Wang et al. find that EAR1 is a general negative regulator of ABA signaling. https://doi.org/10.1105/tpc.17.00875
By Kai Wang, Jigang Li and Zhizhong Gong
Background: Abscisic acid (ABA) signaling in plants controls many biological processes, such as seed germination, seedling root growth, and stomatal movement. In the current understanding of ABA signaling, PYR/PYL/RCAR ABA receptor proteins, the clade A type 2C protein phosphatases (PP2Cs), and SNF1-related protein kinase 2s (SnRK2s) constitute the core components of the pathway. In the absence of ABA, PP2Cs negatively regulate the ABA signaling pathway by inhibiting the activity of SnRK2s; in the presence of ABA, the PYR/PYL/ACAR ABA receptors bind to and inhibit the phosphatase activity of PP2Cs, thus allowing the activation of SnRK2s and the phosphorylation of their target proteins. The ABA-binding affinities of some PYR/PYL/RCARs are enhanced when they interact with PP2Cs, therefore PP2Cs are also considered as ABA coreceptors.
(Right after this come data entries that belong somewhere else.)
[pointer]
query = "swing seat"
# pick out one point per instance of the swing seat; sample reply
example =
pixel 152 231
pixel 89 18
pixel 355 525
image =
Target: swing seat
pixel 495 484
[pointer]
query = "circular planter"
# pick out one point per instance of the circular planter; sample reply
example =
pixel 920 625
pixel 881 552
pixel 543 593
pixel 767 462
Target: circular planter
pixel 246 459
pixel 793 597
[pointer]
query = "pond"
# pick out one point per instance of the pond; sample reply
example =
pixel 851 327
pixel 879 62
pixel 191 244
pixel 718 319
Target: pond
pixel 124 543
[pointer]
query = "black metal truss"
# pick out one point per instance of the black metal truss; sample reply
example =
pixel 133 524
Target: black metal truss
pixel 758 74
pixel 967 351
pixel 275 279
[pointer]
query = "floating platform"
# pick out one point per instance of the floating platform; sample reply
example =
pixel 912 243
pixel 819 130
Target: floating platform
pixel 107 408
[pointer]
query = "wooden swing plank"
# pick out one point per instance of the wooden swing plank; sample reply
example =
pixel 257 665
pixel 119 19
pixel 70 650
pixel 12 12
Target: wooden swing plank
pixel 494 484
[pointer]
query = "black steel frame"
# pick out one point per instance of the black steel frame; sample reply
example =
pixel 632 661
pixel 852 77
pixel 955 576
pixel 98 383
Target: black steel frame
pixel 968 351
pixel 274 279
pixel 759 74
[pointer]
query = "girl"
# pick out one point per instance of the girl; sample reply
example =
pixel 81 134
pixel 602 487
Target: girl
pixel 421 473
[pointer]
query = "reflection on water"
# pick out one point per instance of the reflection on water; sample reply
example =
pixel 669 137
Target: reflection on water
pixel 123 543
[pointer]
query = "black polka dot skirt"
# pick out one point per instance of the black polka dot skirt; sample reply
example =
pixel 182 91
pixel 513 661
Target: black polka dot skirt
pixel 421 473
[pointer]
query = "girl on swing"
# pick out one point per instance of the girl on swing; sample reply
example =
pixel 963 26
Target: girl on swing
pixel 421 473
Question: In addition to the PYR/PYL/ACAR ABA receptors, are there other components involved in regulating the function of PP2Cs, especially their phosphatase activity?
Findings: We identified a new component named EAR1 (ENHANCER OF ABA CO-RECEPTOR 1) that works in concert with clade A PP2C proteins to negatively regulate ABA signaling. The N-terminals of PP2Cs have a self-inhibition domain to repress their phosphatase activity, while EAR1 can bind to the N-terminal domain of PP2Cs and thus release this self-inhibition effect to enhance their phosphatase activity. Therefore, EAR1 can indirectly inhibit the kinase activity of SnRK2s and ABA signaling. Interestingly, we found that EAR1 protein was mainly localized on endoplasmic reticulum (ER) in the absence of ABA, whereas ABA treatment induced the translocation of EAR1 from ER to the nucleus. Together, our study identifies EAR1 as a new component of the ABA signaling pathway by interacting with and releasing the N-terminal self-inhibition of PP2Cs.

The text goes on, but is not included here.